Despite McCrory’s sentencing Thursday, the Kerrs say they believe an accomplice to the murder should be arrested and charged in the case. That person is the owner of the murder weapon, Billy Pierce, the prosecution’s star witness who testified that he saw and heard McCrory attack Kerr outside Kerr’s van in Nawiliwili.
Helen and Charles Kerr, Kerby’s parents, say they received no moral support from the prosecuting attorney’s office through investigations and during the trial. “It gave us the impression they thought (Kerby) was just some alcoholic with no family,” brother Alan Kerr said.
After months of grieving and trying to support each other emotionally, the Kerrs say they are now living through their ordeal. They plan to come back to Hawai’i for a hearing in which the Hawaii Paroling Authority will set the minimum term that McCrory must serve before being eligible to be considered for parole.

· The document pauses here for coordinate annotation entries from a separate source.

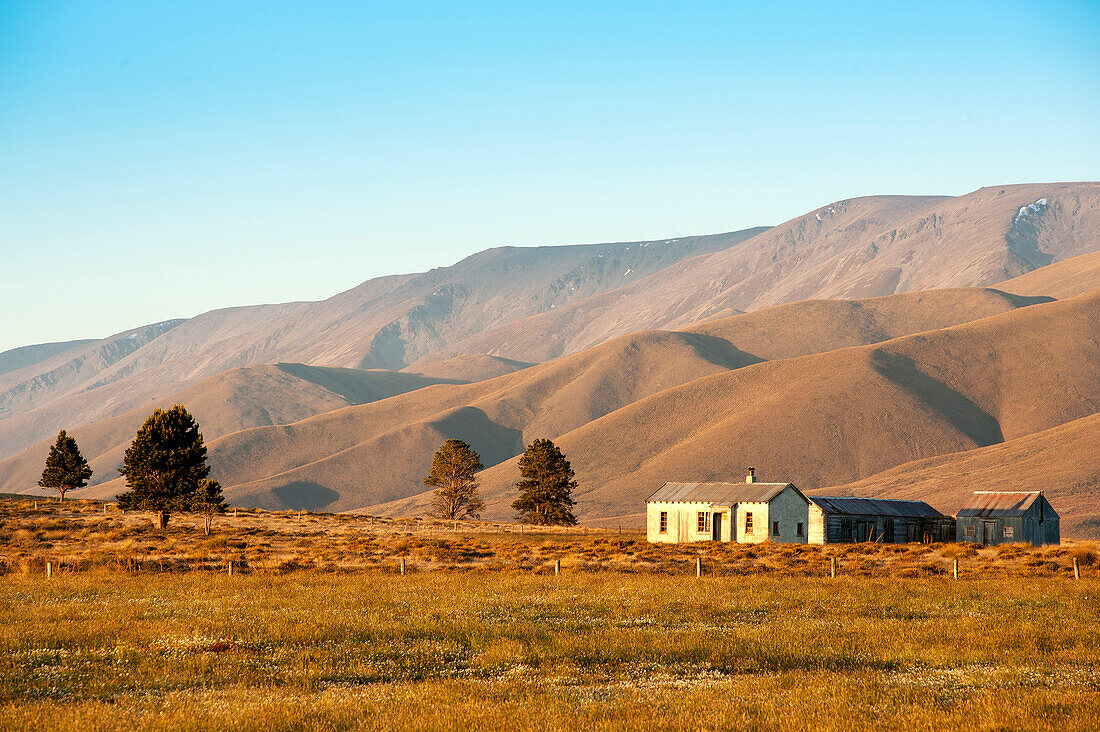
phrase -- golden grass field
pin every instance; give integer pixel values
(317, 630)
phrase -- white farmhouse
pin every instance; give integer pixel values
(748, 512)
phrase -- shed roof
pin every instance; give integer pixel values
(996, 503)
(853, 505)
(718, 492)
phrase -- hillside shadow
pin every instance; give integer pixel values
(304, 495)
(964, 414)
(493, 443)
(721, 351)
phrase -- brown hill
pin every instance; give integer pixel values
(394, 439)
(232, 401)
(1063, 461)
(828, 418)
(469, 367)
(858, 248)
(28, 356)
(383, 323)
(1068, 279)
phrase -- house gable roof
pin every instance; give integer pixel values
(719, 492)
(853, 505)
(1003, 504)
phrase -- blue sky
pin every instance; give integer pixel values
(160, 160)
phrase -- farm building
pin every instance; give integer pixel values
(1001, 517)
(748, 512)
(839, 520)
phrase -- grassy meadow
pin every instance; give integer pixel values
(317, 630)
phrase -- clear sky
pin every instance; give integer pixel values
(163, 159)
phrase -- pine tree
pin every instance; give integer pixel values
(208, 501)
(454, 474)
(164, 465)
(546, 485)
(66, 469)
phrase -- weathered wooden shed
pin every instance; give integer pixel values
(1003, 517)
(839, 520)
(748, 512)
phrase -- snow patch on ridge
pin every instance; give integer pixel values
(1037, 207)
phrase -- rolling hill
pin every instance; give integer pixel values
(383, 323)
(858, 248)
(1063, 461)
(838, 416)
(325, 457)
(232, 401)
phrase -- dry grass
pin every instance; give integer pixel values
(145, 630)
(516, 651)
(78, 536)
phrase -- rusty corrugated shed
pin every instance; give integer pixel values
(718, 492)
(990, 503)
(853, 506)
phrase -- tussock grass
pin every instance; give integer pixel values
(78, 536)
(507, 651)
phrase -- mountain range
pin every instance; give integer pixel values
(909, 346)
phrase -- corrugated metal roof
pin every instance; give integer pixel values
(718, 492)
(853, 505)
(991, 503)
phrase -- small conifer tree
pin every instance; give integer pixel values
(164, 465)
(208, 501)
(66, 469)
(454, 476)
(546, 485)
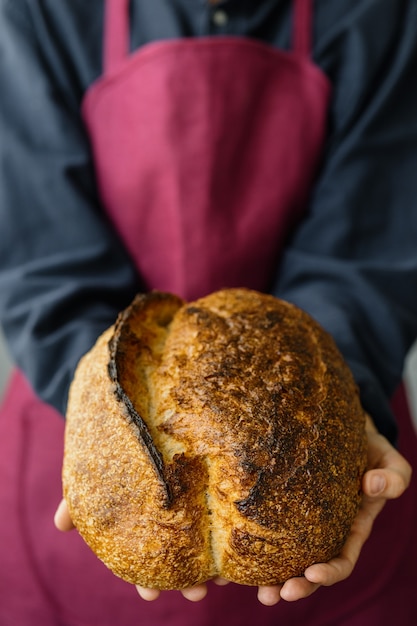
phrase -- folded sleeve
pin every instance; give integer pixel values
(64, 274)
(352, 263)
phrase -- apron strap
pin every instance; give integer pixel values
(116, 30)
(116, 33)
(303, 27)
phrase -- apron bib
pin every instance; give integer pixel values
(205, 153)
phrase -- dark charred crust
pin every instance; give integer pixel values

McCrory was also ordered to pay restitution of $1,500 for Kerr’s funeral and burial services. Kerr’s body was cremated and some of his ashes were scattered near Kapa’a by his family. The Kerrs are planning a trip to Scotland later this year for a memorial service.
McCrory was not ordered to pay into the Crime Victims Compensation fund, which is used to reimburse crime victims and their families for medical and mental health treatment, funerals and lost wages.
The Kerrs sent written statements to Judge Nakea before the sentencing, which were provided to The Garden Island by the Kerrs.
“My son, Brent, loved your island and the people of Kaua’i. He phoned me after the horrible disaster at the Trade Center (in) New York. He asked me then, if his father and I could retire in Kaua’i. He said, there are no (t)errorists here,” Helen wrote.
“This murderer stole my son’s life, and a lot of my life too. We are all victims in this horrible, brutal murder. You are the judge. Let justice be served,” she closed.
“Murderers in the commission of their crime never think of the consequences, or the effect on the family. The financial cost to our family is already twenty-five thousand dollars and rising. There is no restitution or repayment to this family. No restitution would ever be adequate for the loss of our beloved son,” Charles wrote.